Solo flight first for bird

Lisa Scheller/Mirror photo
Romeo, right appears to have settled back into caged life with Juliet.
It’s not every day that a runaway Romeo returns to his nest.
But Vi Lux, owner of two parakeets Romeo and Juliet said that’s what happened.
The Luxes had taken in the feathered friends into their home last winter after Nancy Norris took the birds to the Good Samaritan Thrift Shop, saying she and her husband, Bob, had acquired a cockatiel and they wanted to find a new home for their parakeets.
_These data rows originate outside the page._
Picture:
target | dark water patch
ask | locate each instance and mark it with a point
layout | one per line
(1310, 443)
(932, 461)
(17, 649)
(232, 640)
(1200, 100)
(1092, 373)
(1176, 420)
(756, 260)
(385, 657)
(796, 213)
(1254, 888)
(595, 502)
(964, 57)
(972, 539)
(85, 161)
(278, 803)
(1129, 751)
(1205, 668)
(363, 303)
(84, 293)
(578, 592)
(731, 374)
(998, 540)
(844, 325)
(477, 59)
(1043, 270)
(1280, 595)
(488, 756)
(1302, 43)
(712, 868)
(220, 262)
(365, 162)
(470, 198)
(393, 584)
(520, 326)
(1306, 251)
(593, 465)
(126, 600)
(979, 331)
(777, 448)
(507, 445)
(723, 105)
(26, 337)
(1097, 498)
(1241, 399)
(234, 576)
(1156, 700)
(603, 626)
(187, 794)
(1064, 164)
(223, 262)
Lux, who volunteers at the thrift shop, said she’d take them. She and her husband, Bill, grew fond of the birds. They enjoyed listening to the birds murmur to one another, watching the birds preen one another’s feathers, and at bedtime, seeing them tuck their beaks into their shoulders, puff up their feathers and go to sleep.
In her spare time, Vi, who is a fan of Jayhawk basketball, tried to teach the birds to say “KU.”
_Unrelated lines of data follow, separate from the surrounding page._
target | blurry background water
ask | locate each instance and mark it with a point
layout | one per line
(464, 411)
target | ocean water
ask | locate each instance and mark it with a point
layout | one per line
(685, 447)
She hoped Romeo would be saying “KU” by the time basketball season rolled around this fall. But the bird had a more adventurous goal in mind. In late May, when Lux took the cage outside and opened the door to clean it, Romeo made his escape. Vi watched in surprise as the blue parakeet disappeared into summer’s green leaves.
“We looked all over,” Lux said. “He went straight to the big maple tree and I never did see him any more.”
One might think the story would have ended there. But Lisa Bray, a friend of Nancy Norris’, last week had a fence installed in her yard north of Sonic, about a mile north of the Luxes’ home.
“The guy who was doing the work saw a bird and said ‘That looks like a parakeet,'” Bray said. “It was.”
Thinking the bird must belong to a neighbor, Bray and her son, Christopher Clark, 15, decided to catch the bird and return him to his home.
“We chased him for a good 30 minutes,” Bray said.
At one point Christopher had the bird in his hands, but only briefly, until beak and flesh met. Then he removed his shirt and finally was able to land the shirt over the bird. He helped his mother shut up the bird in a dog carrier.
Knowing Norris had kept birds, Bray called her to see if she had a cage she could use.
When Norris learned the bird was a blue parakeet, she knew it must the one that she had given to Vi Lux.
Norris, who knew the birds as Foghorn and Lemondrop, identified “Foggy” as soon as she saw him.
She contacted Vi, who immediately agreed to take the wandering Romeo back. And from all appearances, Juliet also quickly forgave him for his absence.
“When we put him in the cage they just talked up a storm to each other,” Bill Lux said. “And yesterday I was in there and they were kissing each other.”
Vi said she enjoyed watching Romeo settle back into his cage:
“He was glad to be home, I guess.”
- Romeo, right appears to have settled back into caged life with Juliet.